C’est bien un corps, le corps de Jésus ressuscité, qui est là devant
eux ! Un corps de chair et d’os !
Si nous aussi aujourd’hui, deux mille ans
après, nous croyons, c’est parce que ces disciples, à partir de ce
jour-là, ont cru. Ils ont vu, et ils ont cru. Vous allez me dire, pour
eux, c’est facile : ils ont vu, justement ! Mais pour nous ? C’est
beaucoup plus difficile de croire ce qu’on n’a pas vu ! Notre foi, en
effet, n’est pas fondée sur ce que nous avons vu, mais sur la confiance
que nous faisons en ceux qui nous l’ont annoncé. Jésus ne leur
dira-t-il pas, une semaine plus tard : « heureux ceux qui croient sans
avoir vu » ? Eh bien nous, nous croyons sans avoir vu ! Heureux
sommes-nous donc !
Heureux ? Dans le monde d’aujourd’hui,
pourtant, beaucoup considèrent les chrétiens comme des rêveurs ou comme
des naïfs. À l’ère de la technologie omniprésente, des sciences
toutes-puissantes, croire à des histoires aussi invraisemblables que la
résurrection d’un mort, n’est-ce pas de la naïveté, de la crédulité ?
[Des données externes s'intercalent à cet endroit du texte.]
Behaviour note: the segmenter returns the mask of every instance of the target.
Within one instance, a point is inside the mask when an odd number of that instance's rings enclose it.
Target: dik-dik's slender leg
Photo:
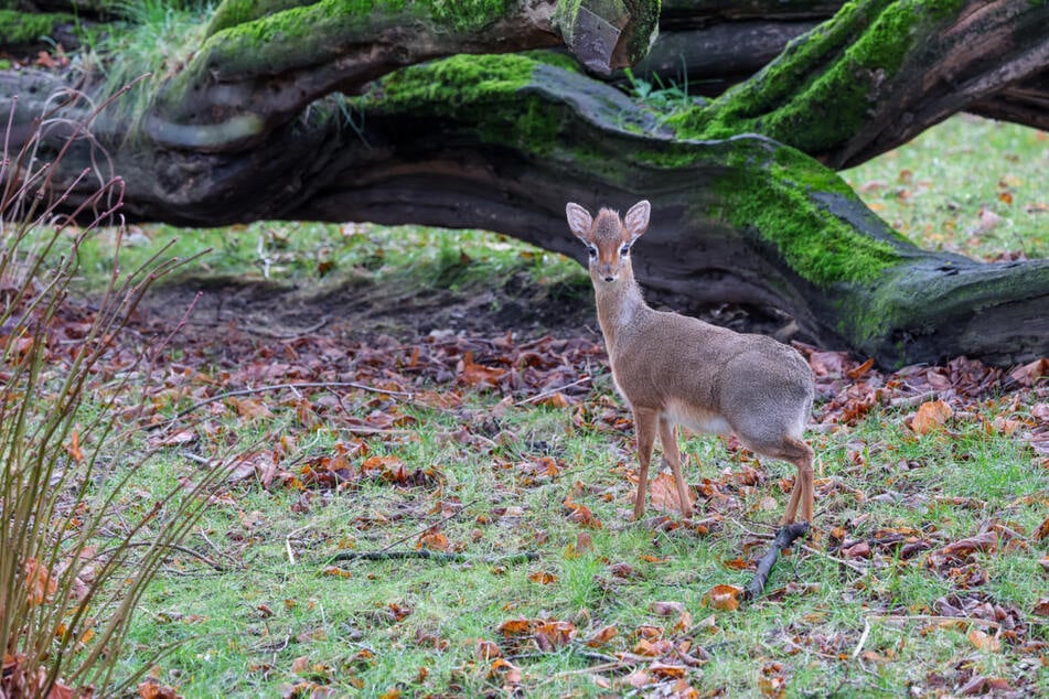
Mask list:
[[[786,512],[783,514],[781,524],[793,524],[798,515],[798,505],[801,505],[801,518],[804,521],[812,523],[812,510],[815,501],[815,483],[812,471],[812,448],[805,442],[788,437],[781,449],[781,459],[790,461],[798,466],[798,476],[794,478],[794,487],[791,491],[791,498],[786,503]]]
[[[692,503],[688,498],[688,486],[681,473],[681,452],[677,449],[677,426],[660,416],[660,443],[663,444],[663,455],[671,464],[674,482],[677,484],[677,497],[681,498],[682,517],[692,517]]]
[[[659,413],[645,408],[634,409],[634,432],[638,437],[638,497],[634,499],[634,519],[644,516],[644,496],[649,487],[649,461],[652,459],[652,445],[655,443]]]

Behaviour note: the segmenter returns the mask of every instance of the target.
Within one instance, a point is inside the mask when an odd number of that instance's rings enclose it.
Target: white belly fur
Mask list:
[[[684,426],[693,432],[708,432],[711,434],[731,434],[732,428],[728,420],[716,412],[702,410],[694,406],[671,402],[664,408],[663,415],[672,422]]]

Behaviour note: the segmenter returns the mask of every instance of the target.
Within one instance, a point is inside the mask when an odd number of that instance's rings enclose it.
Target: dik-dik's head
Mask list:
[[[565,207],[568,227],[587,246],[590,252],[590,278],[593,283],[613,282],[622,277],[632,277],[630,247],[649,227],[652,206],[641,201],[630,207],[622,221],[619,212],[602,208],[595,219],[590,212],[578,204]]]

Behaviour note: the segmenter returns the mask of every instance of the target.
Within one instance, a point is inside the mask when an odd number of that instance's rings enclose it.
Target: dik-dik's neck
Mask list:
[[[641,287],[630,273],[613,282],[597,281],[593,291],[601,333],[604,334],[609,352],[614,352],[616,342],[622,331],[632,325],[638,314],[649,307],[641,295]]]

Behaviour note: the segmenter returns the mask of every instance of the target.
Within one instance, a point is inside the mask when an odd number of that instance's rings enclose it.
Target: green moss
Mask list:
[[[57,24],[73,24],[76,18],[64,13],[31,14],[17,10],[0,10],[0,45],[35,44],[49,36]]]
[[[296,4],[271,0],[271,7]],[[206,65],[194,66],[218,79],[314,65],[338,57],[347,42],[371,39],[385,28],[422,23],[440,32],[477,32],[503,17],[511,0],[321,0],[306,7],[234,23],[214,33],[204,47]],[[239,6],[231,6],[233,22]],[[246,17],[250,17],[250,13]]]
[[[739,149],[739,144],[737,144]],[[786,151],[786,152],[783,152]],[[901,255],[887,240],[857,232],[822,207],[814,194],[853,196],[831,170],[789,148],[781,148],[768,178],[754,178],[754,164],[737,165],[716,185],[722,207],[717,213],[734,227],[771,245],[788,266],[817,287],[873,281],[899,265]],[[760,153],[751,153],[760,158]]]
[[[961,0],[849,2],[793,41],[777,61],[710,107],[672,115],[683,138],[762,133],[806,152],[848,140],[868,119],[877,88],[891,79],[930,25]],[[827,67],[826,62],[834,63]]]
[[[518,94],[539,65],[520,54],[451,56],[386,76],[360,106],[379,114],[436,117],[473,110],[482,141],[545,155],[557,142],[560,117],[538,96]]]
[[[228,31],[223,41],[234,41],[240,47],[312,37],[304,43],[315,52],[325,36],[338,45],[343,32],[377,30],[389,20],[404,23],[428,18],[436,29],[474,32],[506,14],[512,6],[512,0],[226,0],[207,34]]]
[[[251,22],[259,18],[309,4],[308,0],[223,0],[207,25],[207,36],[217,31]]]

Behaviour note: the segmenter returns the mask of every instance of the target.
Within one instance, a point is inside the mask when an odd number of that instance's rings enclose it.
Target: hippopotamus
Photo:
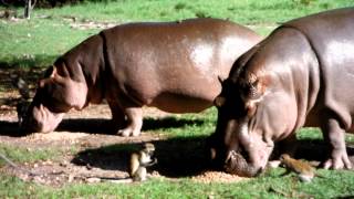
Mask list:
[[[70,109],[105,100],[114,132],[137,136],[143,106],[198,113],[212,106],[238,56],[262,36],[221,19],[121,24],[60,56],[39,81],[23,128],[51,132]]]
[[[215,98],[210,151],[219,167],[258,176],[278,146],[294,153],[295,132],[312,126],[329,146],[322,166],[352,168],[344,137],[354,129],[353,19],[345,8],[291,20],[235,62]]]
Comment accorder un tel crédit à ces balivernes d’un autre âge ? C’est
ainsi qu’est perçu, pour la grande majorité de nos contemporains, le
message chrétien. Ce ne serait pas dramatique si cette situation
n’était qu’un petit désagrément que nous subissons. Après tout, la
moquerie et la dérision ne sont pas grand-chose comparées aux
persécutions subies par tant de chrétiens de par le monde. Mais cette
image souvent négative de la pensée chrétienne a des répercussions
beaucoup plus importantes sur la société elle-même. A cause de cela,
nos modes de vie évoluent vers un monde où la foi est concurrencée par
la rationalité, où la personne humaine est réduite à un sujet
d’individualisme, où l’opinion personnelle tient lieu de vérité, mais
vérité multiple et équivalente à toutes les autres. Dans ce monde où
les plus forts et les bien portants se permettent par exemple de
décider de la dignité ou non de la vie des autres, c’est la vie
elle-même qui est dévalorisée. Jésus, par sa résurrection, a pourtant
redonné à la vie humaine toute sa dignité, signifiant qu’elle est
appelée à l’éternité, qu’elle est destinée à rejoindre la vie même de
Dieu. Mais l’homme tente de s’octroyer les pouvoirs de Dieu, en se
voulant maître de la vie et de la mort, au tout début de la vie comme à
sa fin.
Dans cette ambiance, les exigences de
l’Evangile paraissent totalement décalées, et sont souvent rejetées.
C’est pourquoi les évêques de France ont rédigé il y a quelques mois
une déclaration intitulée : « Elections : un vote pour quelle société ?
» dont quelques extraits ont été repris dans le dernier bulletin
paroissial. Ce document fait écho au livre du Cardinal André
Vingt-Trois, archevêque de Paris et président de la Conférence des
Evêques de France : « Quelle société voulons-nous ? » dont je vous
recommande vivement la lecture. Parmi les autres initiatives, citons
aussi celle de Mgr di Falco, évêque de Gap et d'Embrun, qui fait
paraître quotidiennement sur le site de son diocèse des éléments-clés
de la Doctrine sociale de l'Eglise, afin d'aider les électeurs dans
leur participation aux prochains scrutins. Les thèmes de cette Doctrine
Sociale de l’Eglise, que certains préfèrent aujourd’hui appeler «
pensée sociale de l’Eglise », constituent ces fameux « points
non-négociables » chers à notre pape Benoît XVI. Et tout chrétien est
appelé à en tenir compte lorsqu’il glissera dans l’urne son bulletin de
vote. C’est aussi sur ce point qu’a insisté notre évêque dans son
homélie lors de la dernière messe chrismale.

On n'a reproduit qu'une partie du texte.